UPOP’s emphasis on communication and teamwork resonates with employers. Angie Kelic PhD ’05, who served as a mentor-instructor in 2008 and 2009, says the program “gives students the perspective that problems are not always just technical, which is something you don’t always get in school. UPOP shows them that issues can be about communication .… Students need to understand that and be exposed to it.” The data support Kelic’s claim. According to NACE’s Job Outlook 2009, communication skills, strong work ethic, ability to work in a team, and initiative are among the qualities employers value most.

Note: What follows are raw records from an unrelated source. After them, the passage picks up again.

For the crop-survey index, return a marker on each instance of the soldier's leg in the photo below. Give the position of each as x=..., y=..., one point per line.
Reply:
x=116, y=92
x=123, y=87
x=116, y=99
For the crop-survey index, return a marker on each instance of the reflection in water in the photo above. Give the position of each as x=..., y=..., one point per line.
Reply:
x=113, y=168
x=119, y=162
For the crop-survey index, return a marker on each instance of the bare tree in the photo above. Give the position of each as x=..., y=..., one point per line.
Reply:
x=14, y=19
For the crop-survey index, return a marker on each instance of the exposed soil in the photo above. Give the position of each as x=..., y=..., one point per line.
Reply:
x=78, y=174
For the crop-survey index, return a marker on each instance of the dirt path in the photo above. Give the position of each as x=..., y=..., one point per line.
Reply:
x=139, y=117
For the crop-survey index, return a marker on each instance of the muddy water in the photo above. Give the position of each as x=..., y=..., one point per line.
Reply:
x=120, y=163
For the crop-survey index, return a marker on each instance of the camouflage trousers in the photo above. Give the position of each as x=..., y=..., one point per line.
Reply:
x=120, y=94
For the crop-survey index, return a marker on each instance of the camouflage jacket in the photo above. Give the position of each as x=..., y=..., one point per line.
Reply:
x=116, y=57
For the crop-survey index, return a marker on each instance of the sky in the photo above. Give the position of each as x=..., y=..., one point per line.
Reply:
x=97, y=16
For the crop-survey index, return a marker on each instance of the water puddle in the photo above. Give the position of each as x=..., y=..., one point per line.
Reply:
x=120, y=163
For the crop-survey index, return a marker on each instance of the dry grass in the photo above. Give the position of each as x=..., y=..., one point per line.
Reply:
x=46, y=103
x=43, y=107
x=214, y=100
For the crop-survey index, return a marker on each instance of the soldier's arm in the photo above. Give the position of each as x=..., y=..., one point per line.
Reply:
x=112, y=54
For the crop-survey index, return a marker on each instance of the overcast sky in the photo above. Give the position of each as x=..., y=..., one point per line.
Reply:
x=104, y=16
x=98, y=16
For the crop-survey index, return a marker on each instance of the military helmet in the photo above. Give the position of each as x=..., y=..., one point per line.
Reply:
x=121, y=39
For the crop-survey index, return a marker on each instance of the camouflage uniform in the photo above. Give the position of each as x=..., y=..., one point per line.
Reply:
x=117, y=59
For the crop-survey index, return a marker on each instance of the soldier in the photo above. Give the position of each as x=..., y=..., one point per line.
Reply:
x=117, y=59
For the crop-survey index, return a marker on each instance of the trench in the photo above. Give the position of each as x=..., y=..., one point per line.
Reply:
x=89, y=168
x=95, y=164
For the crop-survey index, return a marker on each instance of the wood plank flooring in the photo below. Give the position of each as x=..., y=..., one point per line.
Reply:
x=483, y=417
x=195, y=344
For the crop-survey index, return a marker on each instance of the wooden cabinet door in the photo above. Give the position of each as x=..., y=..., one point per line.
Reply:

According to surveyed employers, UPOP students significantly out-perform their non-UPOP peers when functioning on multi-disciplinary teams and in making oral presentations [Charles Leiserson, Barbara Masi, Chris Resto, and Dick K.P.Yue: "Development of engineering professional abilities in a co-curricular program for engineering sophomores." Proceedings of the 2004 American Society for Engineering Education Annual Conference & Exposition.] Additional program evaluation data show a statistically significant advantage for UPOP students in the following areas:

  • Asking for more challenging assignments
  • Managing and organizing workload
  • Addressing personal conflicts
  • Addressing team conflicts
  • Tailoring presentations to fit audiences’ interests
  • Appreciating the role of ethics in engineering

After a full year of training and a summer internship, UPOP students themselves often reflect on their significant progress. “The UPOP program taught me what's expected of me in the work place, and how I can make the most of a career in engineering through effective communication and active leadership,” said one member of the Class of 2009.

UPOP Welcomes All Students

All MIT sophomores are eligible for the instruction, coaching and summer practicum offered by UPOP. UPOP requirements are compatible with MISTI, departmental internship programs, UROP assignments and most IAP offerings. UPOP’s “open door policy” means that students are welcome in the office anytime: no appointment is necessary for résumé review, interview coaching, and negotiation support throughout the internship search and beyond. Juniors, seniors, and graduate students who have completed the program are welcome and frequently do return to the UPOP office for continued support.      

UPOP is a strong program with a vast and enthusiastic community of faculty, staff, and volunteer supporters. New members are always welcome as are suggestions for improving the curriculum design or program operations to better serve student and department needs.